Features

Woman found guilty of murdering and impersonating sister

The Associated Press
Wednesday November 22, 2000

OAKLAND— A woman was found guilty Tuesday of murdering her sister to steal her identity and her money, then stuffing her dismembered body into a freezer. 

The Alameda County jury of five men and seven women spent three weeks listening to testimony and three days in deliberations before returning the verdict against Sarah Mitchell, 50, who was charged with murder with the special circumstance of financial gain. 

Deputy District Attorney Terry Wiley argued that Mitchell’s plan was to impersonate her sister to withdraw money from her trust accounts. 
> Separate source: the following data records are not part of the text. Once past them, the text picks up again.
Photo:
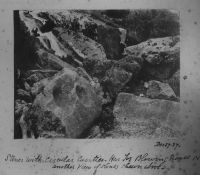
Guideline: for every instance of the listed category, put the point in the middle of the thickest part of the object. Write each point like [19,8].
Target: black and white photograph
[96,74]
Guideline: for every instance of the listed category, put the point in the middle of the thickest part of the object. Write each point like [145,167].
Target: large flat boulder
[159,90]
[143,117]
[82,46]
[66,106]
[161,57]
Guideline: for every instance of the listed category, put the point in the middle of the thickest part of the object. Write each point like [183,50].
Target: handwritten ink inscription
[145,161]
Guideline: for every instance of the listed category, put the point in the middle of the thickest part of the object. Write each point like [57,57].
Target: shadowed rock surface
[143,117]
[96,74]
[69,101]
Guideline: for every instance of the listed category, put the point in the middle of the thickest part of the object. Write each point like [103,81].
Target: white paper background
[190,91]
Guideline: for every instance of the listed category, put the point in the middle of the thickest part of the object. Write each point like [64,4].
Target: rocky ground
[78,75]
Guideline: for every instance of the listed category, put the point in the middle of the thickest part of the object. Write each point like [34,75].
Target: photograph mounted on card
[97,74]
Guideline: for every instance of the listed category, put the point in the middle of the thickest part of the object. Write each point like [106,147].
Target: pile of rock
[74,85]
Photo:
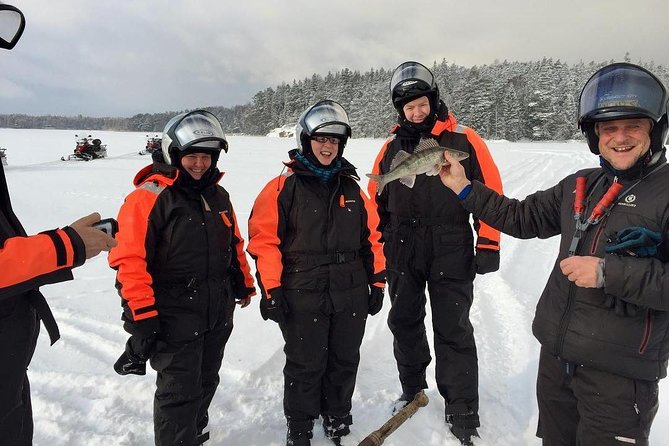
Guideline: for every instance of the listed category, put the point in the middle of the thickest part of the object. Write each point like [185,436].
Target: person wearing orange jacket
[181,267]
[26,263]
[320,267]
[428,241]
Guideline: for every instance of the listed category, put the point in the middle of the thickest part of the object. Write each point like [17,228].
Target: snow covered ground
[79,400]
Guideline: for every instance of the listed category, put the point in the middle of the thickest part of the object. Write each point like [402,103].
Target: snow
[79,400]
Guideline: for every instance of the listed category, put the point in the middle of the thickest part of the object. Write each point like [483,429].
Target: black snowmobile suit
[324,265]
[575,323]
[26,264]
[428,240]
[190,258]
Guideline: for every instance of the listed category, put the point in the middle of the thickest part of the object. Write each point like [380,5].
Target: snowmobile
[153,143]
[87,149]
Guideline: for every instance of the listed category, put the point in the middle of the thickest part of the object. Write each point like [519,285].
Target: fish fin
[425,144]
[434,171]
[399,158]
[379,180]
[408,180]
[457,154]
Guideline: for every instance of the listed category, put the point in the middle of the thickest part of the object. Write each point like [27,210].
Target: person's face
[417,110]
[623,141]
[196,164]
[325,148]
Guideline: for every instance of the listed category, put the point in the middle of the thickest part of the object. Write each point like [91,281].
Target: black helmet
[12,24]
[327,118]
[623,91]
[195,131]
[413,80]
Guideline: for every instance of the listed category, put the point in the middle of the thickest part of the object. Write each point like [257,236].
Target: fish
[427,158]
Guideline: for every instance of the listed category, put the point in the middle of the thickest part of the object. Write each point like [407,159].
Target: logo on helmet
[619,101]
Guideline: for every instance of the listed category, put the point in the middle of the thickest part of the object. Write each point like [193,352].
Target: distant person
[428,241]
[321,271]
[26,263]
[603,317]
[181,267]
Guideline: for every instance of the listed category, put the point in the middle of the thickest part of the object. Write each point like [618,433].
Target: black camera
[108,226]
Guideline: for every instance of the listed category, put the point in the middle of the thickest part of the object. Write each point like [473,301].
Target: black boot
[336,426]
[299,432]
[406,397]
[201,438]
[463,426]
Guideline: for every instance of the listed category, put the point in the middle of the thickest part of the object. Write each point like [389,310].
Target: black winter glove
[129,364]
[487,261]
[375,299]
[140,346]
[274,306]
[622,308]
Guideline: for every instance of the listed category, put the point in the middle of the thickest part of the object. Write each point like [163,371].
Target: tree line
[535,100]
The court will decide between a penalty of life in prison without parole or the death sentence starting Dec. 4. 

In the summer of 1997, Mitchell began posing as Stevie Allman, 52, an anti-drug crusader. When the home they shared burned down, Mitchell claimed they had been the victims of a firebombing and blamed it on disgruntled drug dealers. 

Mitchell originally was charged with arson, along with murder, but the arson charges were not pursued. 

But Mitchell fooled others into thinking she was Allman, and that she was the victim of arson. She received $3,600 in sympathy checks, and then-Gov. Pete Wilson offered a $50,000 reward for information in the case. 

Police soon discovered Allman was really Mitchell.  

Then, on July 16 of that year, they found Allman’s body. She had been murdered, dismembered and stuffed into a freezer sealed with duct tape in the ruins of her home.